En fait de géographie, ils connaissent surtout l’existence de l’empire turc avec sa capitale, Stamboul, Béled-Béni-Israïl (probablement Jérusalem), le Caire, Alexandrie et l’Égypte, qu’il nomme Massara, de Misraïm[21]. Ils connaissent surtout Djedda, le port de la Mecque, puis Médine.
Tout bon musulman possède dans un sachet en cuir l’itinéraire de son pays à la Mecque ; il est sommairement libellé, et comprend des indications dans le genre de celles-ci, que j’ai vues entre les mains de Mahmadou Lamine, ez-Znéin de Ténetou :
« En quittant Sakhala du Ouorodougou, on marche onze jours pour atteindre Kanyenni, dans le Kouroudougou. Après on peut passer à Bânou et dans le Diammara, ou bien par le chemin de Kong, où il y a aussi beaucoup de musulmans », etc.

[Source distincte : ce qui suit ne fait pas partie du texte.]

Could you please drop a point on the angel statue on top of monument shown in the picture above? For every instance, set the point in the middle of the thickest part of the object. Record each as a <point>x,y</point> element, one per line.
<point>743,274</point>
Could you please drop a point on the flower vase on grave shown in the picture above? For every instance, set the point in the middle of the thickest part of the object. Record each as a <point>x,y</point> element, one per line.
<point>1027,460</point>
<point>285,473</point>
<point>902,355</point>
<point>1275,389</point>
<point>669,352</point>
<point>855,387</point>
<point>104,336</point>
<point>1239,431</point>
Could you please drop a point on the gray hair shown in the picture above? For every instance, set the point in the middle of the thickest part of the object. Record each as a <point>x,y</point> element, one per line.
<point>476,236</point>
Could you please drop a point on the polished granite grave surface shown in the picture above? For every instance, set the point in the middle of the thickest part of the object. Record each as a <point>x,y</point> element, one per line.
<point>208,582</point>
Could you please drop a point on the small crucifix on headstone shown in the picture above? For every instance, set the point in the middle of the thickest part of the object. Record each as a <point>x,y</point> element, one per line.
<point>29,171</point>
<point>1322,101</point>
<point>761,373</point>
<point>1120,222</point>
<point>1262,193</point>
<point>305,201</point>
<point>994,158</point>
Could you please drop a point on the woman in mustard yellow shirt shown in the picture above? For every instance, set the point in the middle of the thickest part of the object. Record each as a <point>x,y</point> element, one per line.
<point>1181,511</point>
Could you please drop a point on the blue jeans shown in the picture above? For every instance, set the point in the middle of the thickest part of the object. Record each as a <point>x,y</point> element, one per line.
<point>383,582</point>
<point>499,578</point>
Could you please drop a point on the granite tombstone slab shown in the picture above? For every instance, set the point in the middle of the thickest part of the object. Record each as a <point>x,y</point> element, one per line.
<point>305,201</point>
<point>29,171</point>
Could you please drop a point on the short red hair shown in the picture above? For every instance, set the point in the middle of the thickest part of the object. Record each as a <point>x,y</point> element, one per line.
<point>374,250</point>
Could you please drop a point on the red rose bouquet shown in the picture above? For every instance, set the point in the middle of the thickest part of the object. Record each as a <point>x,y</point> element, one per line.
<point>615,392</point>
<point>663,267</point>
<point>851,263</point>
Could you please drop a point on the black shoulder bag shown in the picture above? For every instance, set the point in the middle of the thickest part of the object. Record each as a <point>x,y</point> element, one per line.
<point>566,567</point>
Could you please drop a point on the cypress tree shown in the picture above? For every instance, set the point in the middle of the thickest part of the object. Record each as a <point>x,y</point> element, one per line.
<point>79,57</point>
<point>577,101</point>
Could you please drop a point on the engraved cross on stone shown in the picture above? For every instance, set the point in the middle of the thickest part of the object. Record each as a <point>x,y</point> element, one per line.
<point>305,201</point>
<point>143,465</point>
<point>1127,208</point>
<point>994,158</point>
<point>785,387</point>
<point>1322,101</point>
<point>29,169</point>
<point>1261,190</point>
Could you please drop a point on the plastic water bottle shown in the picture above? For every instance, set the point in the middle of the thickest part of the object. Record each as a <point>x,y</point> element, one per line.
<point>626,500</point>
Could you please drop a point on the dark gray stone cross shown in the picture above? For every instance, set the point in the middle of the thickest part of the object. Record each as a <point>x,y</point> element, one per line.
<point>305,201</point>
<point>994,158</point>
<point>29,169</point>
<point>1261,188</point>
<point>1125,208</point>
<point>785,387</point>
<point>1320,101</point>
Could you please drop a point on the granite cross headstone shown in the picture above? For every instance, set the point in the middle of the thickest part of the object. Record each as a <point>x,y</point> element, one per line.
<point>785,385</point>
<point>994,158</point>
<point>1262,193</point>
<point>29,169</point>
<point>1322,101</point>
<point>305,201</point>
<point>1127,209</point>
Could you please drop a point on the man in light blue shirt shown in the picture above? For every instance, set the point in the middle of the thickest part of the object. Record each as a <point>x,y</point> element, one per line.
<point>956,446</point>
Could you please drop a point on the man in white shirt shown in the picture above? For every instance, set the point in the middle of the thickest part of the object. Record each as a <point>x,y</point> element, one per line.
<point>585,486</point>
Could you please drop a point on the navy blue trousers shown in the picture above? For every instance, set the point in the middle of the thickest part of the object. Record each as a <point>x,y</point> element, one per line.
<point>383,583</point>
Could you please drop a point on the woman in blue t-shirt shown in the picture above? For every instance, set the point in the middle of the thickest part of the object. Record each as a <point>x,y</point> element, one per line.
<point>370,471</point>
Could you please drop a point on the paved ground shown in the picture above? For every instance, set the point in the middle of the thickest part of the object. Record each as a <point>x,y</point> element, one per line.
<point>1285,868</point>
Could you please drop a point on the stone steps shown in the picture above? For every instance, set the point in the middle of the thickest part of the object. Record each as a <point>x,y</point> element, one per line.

Ces itinéraires conduisent, en général, par le Haoussa, le Bornou, le Wadaï, le Darfour, le Kordofan à El-Obeïd. La route va ensuite rejoindre le haut Nil à Khartoum, descend sur Berber, puis atteint la mer Rouge à Souakim, où l’on s’embarque pour Djedda.
D’autres itinéraires mènent par Tombouctou et le désert sur Ghadamès, Kairouan et la Tunisie. Les pèlerins mettent, au minimum, sept ans pour effectuer leur voyage aller et retour. Ils ne voyagent pas vite et sont souvent obligés de travailler en route pour se créer des ressources, afin de pouvoir continuer leur voyage.
Certains d’entre eux ne reviennent pas directement ; c’est ainsi que dans les dix pèlerins que j’ai rencontrés sur ma route, un d’entre eux était allé à Mascate et en Perse, d’autres à Malte et en Tunisie, enfin la plupart ont entièrement visité l’Égypte et le Yémen.
Les trois personnages que j’ai cités plus haut s’empressèrent de fournir des explications sur les peuples de l’Europe et surtout sur notre puissance sur terre et sur mer et vinrent apporter un nouveau témoignage à l’appui du dire de quelques gens du Ségou et de Djenné établis ici qui vantaient la bonne qualité de nos marchandises. Parmi tous les peuples noirs qui, par leur commerce, sont en relations avec les comptoirs européens, nous avons la réputation de ne vendre que des tissus de bonne qualité, d’excellente poudre et surtout d’être très loyaux dans nos transactions. Cette réputation est certainement justifiée, car ce n’est pas nous qui fournissons aux nègres l’affreux gin et les mauvaises cotonnades ; les indigènes s’en rendent très bien compte. A Salaga on sait distinguer les poudres et les étoffes de Krinjabo et d’Ago (Porto Novo) de celles d’Akkara (Accra) et de Ga (Christianbourg).
J’eus pour ces raisons d’excellentes relations avec la population de Salaga. Des Haoussa que j’avais rencontré, à Dioulasou, et les gens de Kong établis ici depuis longtemps me firent également bon accueil.
Sur le conseil de Bakary, mon hôte, je rendis visite aux personnes qui jouissent de quelque considération ici, soit par leur piété, soit par leur fortune. Je reçus à cette occasion quelques cadeaux en ignames et en mil et même plusieurs fois de la viande.
Les nombreux Européens qui ont visité Salaga sont loin d’être d’accord entre eux sur la position géographique de cette ville.